The Baldy Man is a television series starring Gregor Fisher, a Scottish comedian. It was broadcast in two series totalling thirteen episodes on ITV, screening in 1995 and 1998, and produced for Carlton Television by Working Title Films. Both series were also broadcast in full on Russian channel TB6 Moscow.

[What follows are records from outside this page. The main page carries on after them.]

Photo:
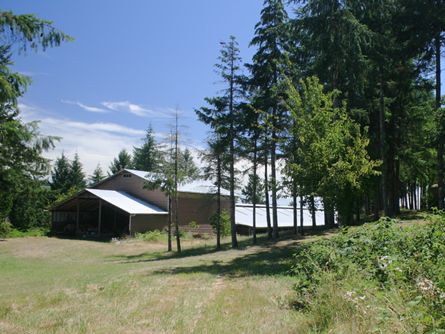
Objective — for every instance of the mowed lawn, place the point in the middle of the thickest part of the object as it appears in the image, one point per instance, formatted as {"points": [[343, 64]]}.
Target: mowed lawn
{"points": [[50, 285]]}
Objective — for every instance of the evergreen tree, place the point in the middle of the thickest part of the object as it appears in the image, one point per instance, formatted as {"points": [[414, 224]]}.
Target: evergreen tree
{"points": [[122, 161], [147, 157], [61, 180], [21, 160], [216, 169], [332, 160], [225, 112], [253, 192], [98, 175], [187, 166], [76, 174]]}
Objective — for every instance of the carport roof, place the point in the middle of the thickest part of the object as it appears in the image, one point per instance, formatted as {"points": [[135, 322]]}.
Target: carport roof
{"points": [[126, 202]]}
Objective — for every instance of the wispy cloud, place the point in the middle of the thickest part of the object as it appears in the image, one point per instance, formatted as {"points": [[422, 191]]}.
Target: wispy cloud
{"points": [[94, 142], [133, 108], [85, 107]]}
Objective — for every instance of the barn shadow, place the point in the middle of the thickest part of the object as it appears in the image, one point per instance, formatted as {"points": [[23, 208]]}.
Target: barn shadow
{"points": [[268, 258], [269, 261]]}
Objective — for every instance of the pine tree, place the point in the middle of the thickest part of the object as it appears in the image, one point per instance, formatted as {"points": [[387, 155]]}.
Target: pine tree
{"points": [[60, 176], [122, 161], [253, 192], [223, 117], [216, 169], [270, 63], [76, 174], [187, 166]]}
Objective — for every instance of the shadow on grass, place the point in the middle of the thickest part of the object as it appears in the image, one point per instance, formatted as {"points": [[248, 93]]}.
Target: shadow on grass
{"points": [[270, 261], [267, 260]]}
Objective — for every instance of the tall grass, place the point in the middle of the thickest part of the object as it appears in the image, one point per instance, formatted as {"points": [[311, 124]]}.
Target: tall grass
{"points": [[381, 277]]}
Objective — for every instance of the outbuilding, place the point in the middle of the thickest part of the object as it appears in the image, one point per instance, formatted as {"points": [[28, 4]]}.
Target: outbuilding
{"points": [[122, 204]]}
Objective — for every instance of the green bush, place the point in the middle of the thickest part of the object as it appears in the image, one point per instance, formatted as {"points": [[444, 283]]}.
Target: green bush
{"points": [[32, 232], [384, 262], [5, 228], [224, 221]]}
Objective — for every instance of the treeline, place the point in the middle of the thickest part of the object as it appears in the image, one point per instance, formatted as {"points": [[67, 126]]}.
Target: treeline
{"points": [[345, 96]]}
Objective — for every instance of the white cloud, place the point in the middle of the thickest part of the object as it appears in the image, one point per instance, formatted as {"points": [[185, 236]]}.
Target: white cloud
{"points": [[132, 108], [94, 142], [85, 107]]}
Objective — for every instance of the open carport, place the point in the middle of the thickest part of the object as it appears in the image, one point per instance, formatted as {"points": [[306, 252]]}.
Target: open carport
{"points": [[97, 212]]}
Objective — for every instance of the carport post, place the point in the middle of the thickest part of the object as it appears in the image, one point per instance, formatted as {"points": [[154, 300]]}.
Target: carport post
{"points": [[77, 215], [115, 221], [129, 222], [100, 217]]}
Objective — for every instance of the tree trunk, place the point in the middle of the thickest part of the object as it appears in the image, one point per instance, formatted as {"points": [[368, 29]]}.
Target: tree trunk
{"points": [[301, 215], [218, 209], [274, 182], [254, 190], [178, 238], [312, 203], [440, 147], [266, 190], [170, 213], [294, 206], [384, 177], [415, 196]]}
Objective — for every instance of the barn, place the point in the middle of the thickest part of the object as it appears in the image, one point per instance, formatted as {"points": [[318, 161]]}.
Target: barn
{"points": [[122, 205]]}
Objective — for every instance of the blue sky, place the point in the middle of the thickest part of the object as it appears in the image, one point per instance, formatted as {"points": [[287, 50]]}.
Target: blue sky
{"points": [[131, 63]]}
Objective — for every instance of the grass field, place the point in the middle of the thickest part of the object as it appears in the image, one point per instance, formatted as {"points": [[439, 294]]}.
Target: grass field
{"points": [[50, 285]]}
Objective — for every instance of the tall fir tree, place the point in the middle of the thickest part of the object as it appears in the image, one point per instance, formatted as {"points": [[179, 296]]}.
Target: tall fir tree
{"points": [[76, 173], [223, 118], [61, 175], [97, 176], [148, 156]]}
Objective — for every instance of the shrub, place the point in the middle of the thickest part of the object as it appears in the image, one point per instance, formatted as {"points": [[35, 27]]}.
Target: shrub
{"points": [[5, 228], [32, 232], [155, 235], [224, 223]]}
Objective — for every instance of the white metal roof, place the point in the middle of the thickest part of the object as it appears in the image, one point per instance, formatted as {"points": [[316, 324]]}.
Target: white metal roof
{"points": [[197, 186], [125, 202], [244, 215]]}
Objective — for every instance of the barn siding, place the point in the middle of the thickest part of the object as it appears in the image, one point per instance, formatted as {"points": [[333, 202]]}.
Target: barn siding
{"points": [[144, 223], [198, 208]]}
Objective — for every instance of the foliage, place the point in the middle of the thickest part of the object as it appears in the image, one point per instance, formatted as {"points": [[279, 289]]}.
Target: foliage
{"points": [[187, 166], [67, 175], [193, 225], [30, 232], [330, 153], [384, 257], [148, 156], [98, 175], [155, 235], [21, 161], [248, 194], [5, 228], [30, 208], [122, 161], [224, 223]]}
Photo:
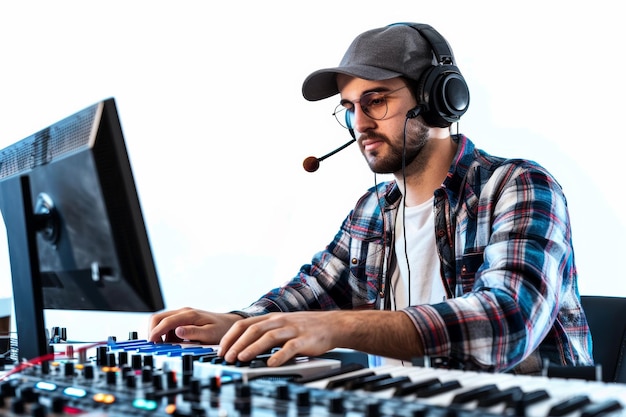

The character's chief attributes were his comb over hairstyle as well as his bumbling nature and plump figure. The series was produced and directed by Colin Gilbert who worked with Fisher in Scotland's well known situation comedy Rab C. Nesbitt among many others. It was written by Philip Differ who was the script editor on Naked Video. The character first appeared in a series of sketches in the BBC Scotland show Naked Video (1986–1991), as well as in a memorable TV commercial for Hamlet cigars.

==Guest stars==
The series featured cameos by a number of well-known performers such as Helen Lederer, Joanna Kirkland, Lionel Blair, Ford Kiernan, Greg Hemphill, Iain Cuthbertson and John Grieve.

==Episode list==
Series One:

1. New Look / Delegate – first broadcast: 13 April 1995
2. Keep Fit / Ill – first broadcast: 27 April 1995
3. D.I.Y. / Reunion – first broadcast: 16 August 1995
4. Tearoom / Pets – first broadcast: 25 August 1995
5. Bath / Referee – first broadcast: 30 August 1995
6. Hair / Crime – untransmitted in UK, but was shown in Russia

Series Two:

1. Mother's Day / Smell – first broadcast: 11 September 1997
2. Goldrush / God – first broadcast: 15 October 1997
3. Barbecue / China Doll – first broadcast: 22 October 1997
4. Chauffeur of the Bride / Back Window – first broadcast: 26 October 1997
5. Casualty / Babysitting – first broadcast: 25 November 1997
6. Jigsaw / Murder – first broadcast: 17 December 1997
7. Litter Avenger / Aliens – first broadcast: 24 December 1998

==DVD and VHS releases==
The complete series has been released on DVD as a two-disc boxset in Germany from Pidax Entertainment. However, there as of yet have been no immediate plans so far to release the series onto DVD in Britain. The first two episodes were released on a video entitled Introducing...The Baldy Man on 9 October 1995. There were no further releases of the series, however, advertisements to promote a further two VHS releases for episodes 3-6 were featured on the tape.

==Endorsements==
The character was also the star of a series of humorous television commercials for Hamlet cigars.